Who’s to say that’s going away? It’ll probably still be an integral tool for indies - Shovel Night has already used it to great effect; every “professional let’s player” I follow had a video where they ran through the GDC demo.
Then there was the whole stupid Dead Space 3 thing - same deal. A strangely large number of LPers I follow on Youtube mysteriously put up videos of an identical demo all in the same week with customized promotion URLs in their descriptions so Electronic Arts could track which group did the best at promoting their product.
Some developers realize and utilize these groups as a marketing tool. The rub is: they don’t have to do that. It’s the same reason print is dying, and is the same reason traditional games media is changing. Companies like Electronic Arts are realizing they don’t need to go to EGM, or Gamespot, or GiantBomb to help promote their game, they can just speak to their fans directly. Instead of sending a trailer for Modern Warcraft 8 to the press, they just post it on their own Youtube channel, host the screenshots on their own site, and let fans get to them that way.
For big studios, the amount of money they throw at marketing completely outpaces a thousand channels like Game Grumps or Two Best Friends Play. Is Zack Scott partnered with Doritos? No. But Halo 4 is, and every time you go to the 7-11 for some snacks, you see Master Chief reminding you that Halo 4's coming out soon and you better play it. Yes, a Let’s Player adds that personal touch - they’re regular, average people. Someone you can trust. When they come away from a game saying, “That was cool!” you trust their opinion simply because you view them as a non-biased opinion. They aren’t trying to sell you that game, they are just reacting to it and providing their honest opinion.
The question is: how well does that work for good games? Is the type of unbias, personal, word-of-mouth promotion from a Let’s Play group going to eclipse the millions of dollars they throw at marketing to get their game shown on Jimmy Fallon? I doubt it. And that kind of word-of-mouth can actually backfire in a big, big way. That’s why it’s better for big companies to pay to control the message.
When you’ve paid hundreds of millions of dollars in development cost, you don’t want some grubby Let’s Player spoiling your marketing roadmap just because he’s smart enough to know your game sucks.
This is less of an issue with smaller, cheaper games like Shovel Knight, because it provides valuable feedback on the quality of the game and helps get the word out in an easy, accessible way. No surprise: Shovel Knight raised enough to meet every single one of its Kickstarter stretch goals. Crowdfunding meets crowdmarketing.
Nintendo doesn’t need that. Hey, guess what: if you liked the last Mario Kart, you’re probably going to like the next one enough to buy it.
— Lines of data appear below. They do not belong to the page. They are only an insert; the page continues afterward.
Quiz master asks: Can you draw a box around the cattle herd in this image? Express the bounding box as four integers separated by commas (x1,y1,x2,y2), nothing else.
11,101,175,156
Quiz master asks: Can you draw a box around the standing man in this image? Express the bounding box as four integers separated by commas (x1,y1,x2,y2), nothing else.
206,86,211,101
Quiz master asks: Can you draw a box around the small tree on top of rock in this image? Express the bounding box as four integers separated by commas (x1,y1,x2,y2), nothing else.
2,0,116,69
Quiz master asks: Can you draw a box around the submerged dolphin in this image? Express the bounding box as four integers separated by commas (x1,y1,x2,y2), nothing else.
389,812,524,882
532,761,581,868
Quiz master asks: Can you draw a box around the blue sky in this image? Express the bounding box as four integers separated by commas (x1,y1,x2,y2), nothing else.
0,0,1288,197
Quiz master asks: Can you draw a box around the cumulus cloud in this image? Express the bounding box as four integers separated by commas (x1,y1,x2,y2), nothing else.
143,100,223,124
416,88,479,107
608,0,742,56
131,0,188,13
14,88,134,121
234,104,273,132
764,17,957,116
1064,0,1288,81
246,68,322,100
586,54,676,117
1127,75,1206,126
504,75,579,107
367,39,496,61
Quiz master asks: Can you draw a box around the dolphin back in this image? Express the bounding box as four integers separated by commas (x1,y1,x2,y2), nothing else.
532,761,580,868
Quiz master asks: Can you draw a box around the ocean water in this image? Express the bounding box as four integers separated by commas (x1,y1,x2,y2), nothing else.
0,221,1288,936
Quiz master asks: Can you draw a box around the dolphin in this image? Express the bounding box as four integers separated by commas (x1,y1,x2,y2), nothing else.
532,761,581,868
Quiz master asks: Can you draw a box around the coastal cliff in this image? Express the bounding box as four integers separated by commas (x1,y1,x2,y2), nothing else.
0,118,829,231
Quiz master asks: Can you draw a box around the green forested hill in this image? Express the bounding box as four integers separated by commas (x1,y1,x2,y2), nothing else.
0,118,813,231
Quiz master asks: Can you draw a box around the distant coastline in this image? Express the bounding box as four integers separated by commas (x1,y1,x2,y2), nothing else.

And with their Nintendo Direct streams, you always know exactly what the company is up to on an almost monthly basis.
Don’t need no Zack Scott to tell you what’s up with Nintendo.
Your recording idea is sound, I guess, but part of the reason Let’s Play works is because Youtube is an easy and ubiquitous place to consume that content. Splitting it out in to a specific commentary-supported emulator isn’t much of a solution if only 5% of a Youtube audience wants bother with it.